Flowering is from late spring into autumn and the plant typically forms a small bush about 50cm high. It can tolerate very dry conditions which may even encourage flowering and doesn’t mind coastal winds – but it doesn’t care for very wet positions and frosts. It sets seed readily. Unfortunately, the flowers are no good for picking as they wilt immediately but the seed heads are liked by floral artists.

However, since the two books I’ve referenced were published (1987 and 2008 respectively) there has been a bit of a rethink on the “native” status of H. trionum, something I was alerted to by a recent post of Abbie Jury’s.

Shirley Stuart, curator of the native plants collection at the Dunedin Botanic Garden, has decided to treat H. trionum it as a “non-indigenous fully naturalised native” after doubts about its origins were raised.

The Oratia Native Plant Nursery website says of Hibiscus richardsonii: “Previously known as Hibiscus trionum this yellow-flowered Mercury Islands form is now recognised as the true native species.” Read a full profile of H. richardsonii which is now accorded the name “puarangi”  previously given to H. trionum and which you’ll see is missing that dark centre.

Native or not, H. trionum is a pretty little thing that grows well and should be appreciated on its merits, not where it hails from.

Rare chance to see

Had a marvellous time at the BOP Orchid Society show in Te Puke yesterday – lots of photos, lots of chat and bought a few plants.

The show is on again until 4pm today so if you’re in the area and you want to see some beautiful specimens make sure you go along to the Memorial Hall in the main street. Russell Hutton of Auckland, who has a sales table, has mounted a gorgeous towering display of flowering plants, many of them not often seen.

But the orchid I’m featuring here is in the main display and owned by Conrad Coenen of Apata (you may remember Conrad won the supreme award at last year’s Tauranga Orchid Society show, with another plant).

stanhopeaoculata - Copy

Stanhopea oculata grown by Conrad Coenen. Photo: Sandra Simpson

Stanhopea oculata isn’t, in itself, that rare or unusual. What is unusual is that it is rarely seen in shows. Why?

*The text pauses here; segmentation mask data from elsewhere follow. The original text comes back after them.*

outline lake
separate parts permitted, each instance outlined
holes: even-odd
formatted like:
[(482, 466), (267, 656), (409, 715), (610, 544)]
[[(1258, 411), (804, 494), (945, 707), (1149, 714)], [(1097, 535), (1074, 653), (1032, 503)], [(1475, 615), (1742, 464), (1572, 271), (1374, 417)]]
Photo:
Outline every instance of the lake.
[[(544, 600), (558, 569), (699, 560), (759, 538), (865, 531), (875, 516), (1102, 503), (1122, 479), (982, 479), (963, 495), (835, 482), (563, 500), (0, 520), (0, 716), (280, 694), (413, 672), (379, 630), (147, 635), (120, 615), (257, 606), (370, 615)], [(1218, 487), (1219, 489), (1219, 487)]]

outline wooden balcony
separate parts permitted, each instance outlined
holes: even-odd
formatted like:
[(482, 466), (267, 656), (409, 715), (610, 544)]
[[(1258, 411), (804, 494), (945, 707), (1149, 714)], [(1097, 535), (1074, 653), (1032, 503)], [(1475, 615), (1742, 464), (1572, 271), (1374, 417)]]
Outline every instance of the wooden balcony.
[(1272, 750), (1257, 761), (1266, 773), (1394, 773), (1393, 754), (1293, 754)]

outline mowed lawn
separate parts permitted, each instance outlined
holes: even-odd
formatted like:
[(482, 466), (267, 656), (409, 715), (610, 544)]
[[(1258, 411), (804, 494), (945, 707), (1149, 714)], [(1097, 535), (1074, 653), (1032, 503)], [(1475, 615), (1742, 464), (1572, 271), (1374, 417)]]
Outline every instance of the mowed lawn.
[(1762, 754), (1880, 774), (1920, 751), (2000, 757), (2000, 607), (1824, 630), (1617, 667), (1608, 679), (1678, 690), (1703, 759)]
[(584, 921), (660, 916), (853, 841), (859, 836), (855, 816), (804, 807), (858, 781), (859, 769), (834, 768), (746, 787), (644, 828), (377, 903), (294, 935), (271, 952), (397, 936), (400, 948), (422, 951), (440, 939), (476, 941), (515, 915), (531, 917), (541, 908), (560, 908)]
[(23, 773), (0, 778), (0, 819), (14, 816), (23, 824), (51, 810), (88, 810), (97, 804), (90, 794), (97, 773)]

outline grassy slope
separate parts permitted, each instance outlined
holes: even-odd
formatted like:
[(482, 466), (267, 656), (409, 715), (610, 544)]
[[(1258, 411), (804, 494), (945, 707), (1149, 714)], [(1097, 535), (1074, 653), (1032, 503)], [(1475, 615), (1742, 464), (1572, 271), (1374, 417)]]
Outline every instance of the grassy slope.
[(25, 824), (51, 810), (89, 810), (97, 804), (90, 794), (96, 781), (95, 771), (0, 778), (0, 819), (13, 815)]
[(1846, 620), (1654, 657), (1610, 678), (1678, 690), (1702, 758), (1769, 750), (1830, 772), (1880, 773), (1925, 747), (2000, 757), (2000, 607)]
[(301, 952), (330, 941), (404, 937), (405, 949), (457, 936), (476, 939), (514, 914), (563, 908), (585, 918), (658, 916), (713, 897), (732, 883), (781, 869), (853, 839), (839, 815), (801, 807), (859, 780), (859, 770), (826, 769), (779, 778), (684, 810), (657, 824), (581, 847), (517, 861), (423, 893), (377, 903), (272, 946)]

I’ll let Conrad explain.

“It had been in bud for about 2 weeks and was showing no sign at all of opening. So to try and encourage it, I moved the plant inside for a bit more warmth. Still nothing.

“So on Thursday morning after we’d had our morning coffee my wife and I breathed on it and lo and behold, the buds began to open sequentially all the way down the stem – and in about 15 or 20 minutes the whole spike was open … and by Sunday it will be finished.

“By the way, I don’t think our coffee breath had anything to do with it, it was just the right time for it to open.”

And that’s why Stanhopeas are so rarely shown – the show has to be perfectly timed to catch a flower that opens quickly and lasts just two or three days. (Compare that to Dianne Hintz’ Phalaenopsis White Witch which has been in flower for 18 months and shows no sign of fading!)

But what caught my attention about this plant was its perfume – walking by the part of the display it’s in I couldn’t help but turn towards it, lean in and try and identify which flower the amazing scent was coming from. Conrad describes it as vanilla-peppermint-chocolate. I couldn’t break it down into anything particular but it was phenomenal.

Stanhopea oculata is native to Central America and, like all Stanhopeas, must be basket grown and the basket lined with soft material as the flower spikes push out underneath the plant (ie, it flowers through the bottom of the basket).